Perhaps Cozzens used himself up in Guard of Honor. His last two novels, By Love Possessed and Morning Noon and Night, are exercises in self-parody, and they brought his career to a sad end. While six of his thirteen novels were Book-of-the-Month-Club selections, only By Love Possessed was a best seller. Guard of Honor got mixed reviews and was overshadowed and outsold the year it was published by The Young Lions and The Naked and the Dead. In fact, By Love Possessed received the sort of effusive notices that Guard of Honor should have had.*

Cozzens’s passage as a writer was marked by the slow deterioration of his style; by 1957, the year By Love Possessed was published, his prose had become almost unreadable. Somewhere along the line, he had fallen under the sway of eighteenth-century writers such as Steele and Swift and Johnson and Hazlitt. Even in Guard of Honor, he can be self-conscious and wooden. He often seems to lean against his sentences to get them going; he nails his clauses together with numerous commas and semicolons; there are horrible inversions—“From the pocket of a flying jacket which he had hung on the drift meter eyepiece beside him he took some sticks of gum.” And he weighs us down with fifty-dollar words like “viridical” and “irrecusable” and “habile.” In his last two novels, he developed, either as a joke (on his readers? on himself?) or as a benighted attempt to write Literature, a prose that John Updike, reviewing Morning Noon and Night, described as “unique in its mannered ugliness, a monstrous mix of Sir Thomas Browne, legalese, and Best-Remembered Quotations.” The following sentence from By Love Possessed is characteristic:

Ah, how wise, how sure, how right, was that genius of the language whose instinct detected in the manifold manifestings of the amative appetite (however different-seeming; however apparently opposed) the one same urgent unreason, the one same eager let’s-pretend, and so, wisely consented, so, for convenience covenanted, to name all with one same name!

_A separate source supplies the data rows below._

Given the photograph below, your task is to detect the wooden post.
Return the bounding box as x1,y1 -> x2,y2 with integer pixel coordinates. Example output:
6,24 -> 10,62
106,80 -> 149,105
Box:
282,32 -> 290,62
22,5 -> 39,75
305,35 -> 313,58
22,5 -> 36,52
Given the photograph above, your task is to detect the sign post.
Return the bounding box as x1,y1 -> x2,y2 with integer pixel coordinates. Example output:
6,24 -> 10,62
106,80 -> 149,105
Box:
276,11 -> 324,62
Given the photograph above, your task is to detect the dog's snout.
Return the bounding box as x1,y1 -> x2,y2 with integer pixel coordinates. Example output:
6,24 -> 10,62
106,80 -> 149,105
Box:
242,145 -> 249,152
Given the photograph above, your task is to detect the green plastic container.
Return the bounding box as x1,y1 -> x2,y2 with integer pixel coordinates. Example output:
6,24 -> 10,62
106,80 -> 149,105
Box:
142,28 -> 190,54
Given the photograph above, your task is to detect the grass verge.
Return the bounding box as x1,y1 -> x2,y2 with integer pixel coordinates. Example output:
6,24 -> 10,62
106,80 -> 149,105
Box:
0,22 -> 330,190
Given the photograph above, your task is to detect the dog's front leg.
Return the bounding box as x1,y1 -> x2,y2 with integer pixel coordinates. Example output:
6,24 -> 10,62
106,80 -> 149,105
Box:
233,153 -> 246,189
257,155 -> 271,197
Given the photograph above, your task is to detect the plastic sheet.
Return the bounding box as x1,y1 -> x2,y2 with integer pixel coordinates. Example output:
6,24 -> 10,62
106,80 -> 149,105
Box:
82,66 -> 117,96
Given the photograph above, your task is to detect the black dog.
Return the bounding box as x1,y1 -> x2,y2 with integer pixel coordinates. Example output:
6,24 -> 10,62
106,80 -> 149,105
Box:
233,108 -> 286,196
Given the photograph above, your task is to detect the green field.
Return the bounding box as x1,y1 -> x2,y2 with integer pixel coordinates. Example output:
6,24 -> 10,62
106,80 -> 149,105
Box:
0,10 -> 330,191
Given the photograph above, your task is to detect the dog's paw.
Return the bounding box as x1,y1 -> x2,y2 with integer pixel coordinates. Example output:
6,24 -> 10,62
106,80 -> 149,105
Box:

Cozzens himself was a strange man. Born of old New England stock in 1903, he died in 1978, alcoholic and largely forgotten. In 1927, he had married Bernice Baumgarten, a highly successful literary agent, and several years later they moved from New York City to far western New Jersey. Bernice commuted and Cozzens wrote. (She largely supported him until By Love Possessed became a big seller.) According to Cozzens’s biographer, Matthew J. Bruccoli, he became a recluse, a misanthrope, a bigot, a vilifier of his peers, an intellectual snob, and an increasingly rabid right-winger.

But Bruccoli’s book is more of a logbook than a biography; we only see the outlines of this driven man, who wrote and wrote and wrote, producing one novel that still seems, despite its occasional ponderousness, a brilliant reconstruction of wartime, of the reactions of the regular-army professionals and the civilian amateurs to it and to each other, of the pervasive problem of race, and of the great post-Depression surge that carried this country successfully through the war. The book is also a frequently poignant study of the old verities—truth and morality and law—and of the ways we bend them and weaken them and cast them aside. It is not a bitter book and it is not a celebration. Although the setting is Florida, there are descriptions of air combat that are easily as effective as the microscopic horrors of The Naked and the Dead. And, of course, it becomes clear that this giant air base, training men for battle, is also capable of its own heedless killing. Guard of Honor has aged only minimally: all the women wear girdles and there isn’t, with the exception of one “f——,” a single four-letter word in sight.